The high times of physics revisited


Quote from BBC Article:

“But when further experiments by Paul Chu and his team at the universities of Houston and Alabama demonstrated superconductivity at 93K (-170C), ripples spread throughout the physics community.

Their demonstration, 51 degrees higher than Bednorz and Mueller's, broke through a critical barrier on the path to usable high temperature superconductors (HTSC) - namely, the temperature of liquid nitrogen.

This fluid is a major industrial commodity, easy to handle, plentiful, non-polluting, and - importantly - cheap.

Achieving superconductivity above liquid nitrogen temperatures was the holy grail of the field, and Paul Chu showed it could be grasped.

Ever since rumours of a higher-than-liquid-nitrogen superconductor began to circulate, the intrigue and secrecy within the scientific community had rivalled that surrounding the double helix discovery three decades earlier.

Researchers from around the world started trying to reproduce the results and work out the exact composition of Chu's material.

You'll find only one "official" abstract on HTSC in the programme of the 1987 APS General Meeting.

But the flurry of research and the number of new results convinced the normally staid and conservative APS bureaucracy to allow the convening of a special session granting all who applied five minutes to deliver their most recent results.

What followed was a mammoth romp through the world of superconductivity, headlined by star attractions Alex Mueller and Paul Chu.

Results were presented, challenged, questioned and occasionally hotly disputed.

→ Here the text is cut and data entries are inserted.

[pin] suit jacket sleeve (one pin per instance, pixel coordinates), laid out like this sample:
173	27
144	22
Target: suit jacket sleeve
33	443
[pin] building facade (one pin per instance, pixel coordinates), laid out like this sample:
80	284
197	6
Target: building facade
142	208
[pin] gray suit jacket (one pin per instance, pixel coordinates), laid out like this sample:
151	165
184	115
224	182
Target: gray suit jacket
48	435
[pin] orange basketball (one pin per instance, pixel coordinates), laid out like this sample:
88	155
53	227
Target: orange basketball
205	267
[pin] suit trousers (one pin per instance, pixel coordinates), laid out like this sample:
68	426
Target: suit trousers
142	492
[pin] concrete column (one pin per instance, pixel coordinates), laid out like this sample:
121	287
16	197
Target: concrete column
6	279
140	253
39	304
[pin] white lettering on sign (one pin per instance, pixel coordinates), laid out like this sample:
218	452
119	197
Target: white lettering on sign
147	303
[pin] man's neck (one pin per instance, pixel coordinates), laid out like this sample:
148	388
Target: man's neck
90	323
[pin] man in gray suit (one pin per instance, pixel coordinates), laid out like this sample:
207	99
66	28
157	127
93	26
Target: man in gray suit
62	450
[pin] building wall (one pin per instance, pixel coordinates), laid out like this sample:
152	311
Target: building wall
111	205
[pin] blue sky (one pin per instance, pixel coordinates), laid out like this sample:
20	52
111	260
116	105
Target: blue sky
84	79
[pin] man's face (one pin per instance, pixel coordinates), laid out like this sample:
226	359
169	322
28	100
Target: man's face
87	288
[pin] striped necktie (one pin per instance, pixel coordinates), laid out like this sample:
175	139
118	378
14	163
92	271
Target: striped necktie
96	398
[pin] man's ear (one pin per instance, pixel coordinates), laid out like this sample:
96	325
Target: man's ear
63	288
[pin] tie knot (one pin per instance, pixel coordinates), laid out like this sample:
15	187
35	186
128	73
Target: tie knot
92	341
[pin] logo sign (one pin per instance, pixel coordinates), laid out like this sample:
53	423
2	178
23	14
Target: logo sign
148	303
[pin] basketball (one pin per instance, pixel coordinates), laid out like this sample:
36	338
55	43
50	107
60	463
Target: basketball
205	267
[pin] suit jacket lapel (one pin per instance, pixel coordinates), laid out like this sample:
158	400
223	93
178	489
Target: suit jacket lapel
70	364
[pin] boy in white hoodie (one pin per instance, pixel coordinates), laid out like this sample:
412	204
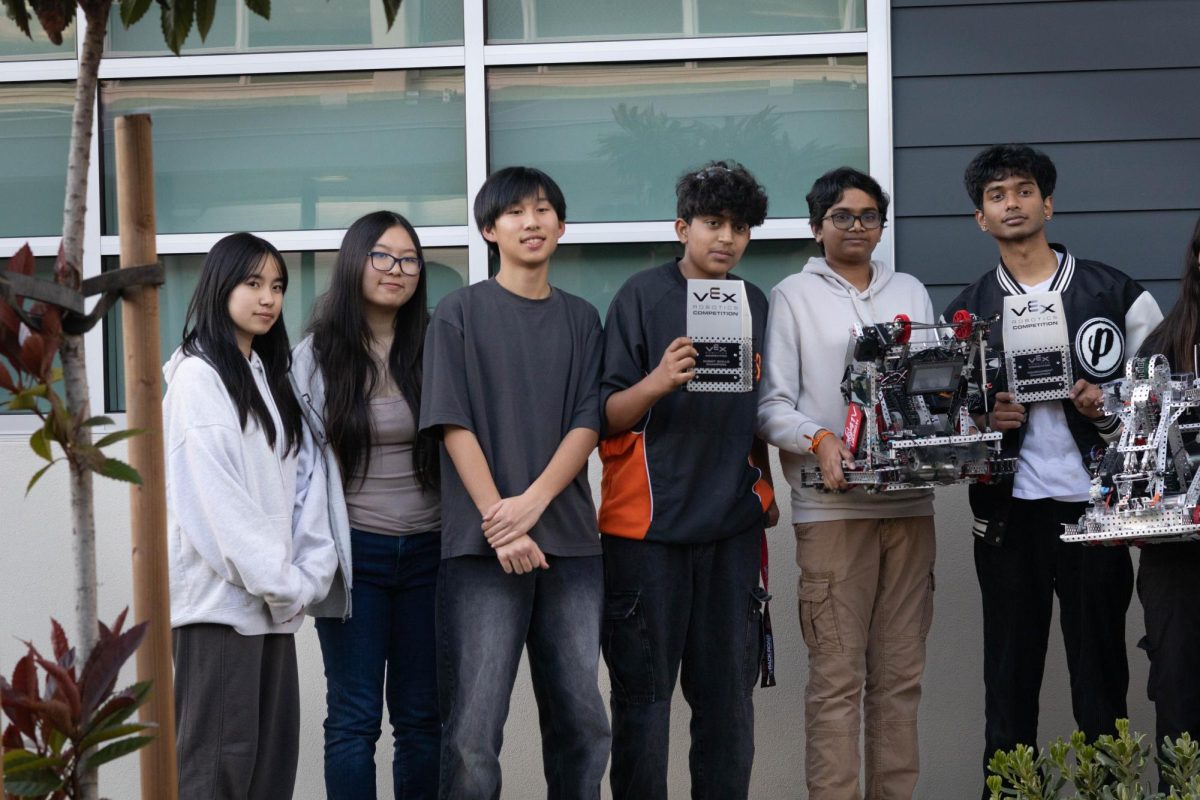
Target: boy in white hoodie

At times the talk was deeply theoretical, but at others people speculated on the applications that could be just around the corner.

And the showmanship continued well into the night, eventually fizzling out around 3am when even the faithful began to tire.

All those who were there knew they were witnessing the advent of a new and exciting rebirth of superconductivity, which had lain moribund and under-funded for the better part of a decade.

The flood gates of research money were about to be opened, and everybody wanted their share.”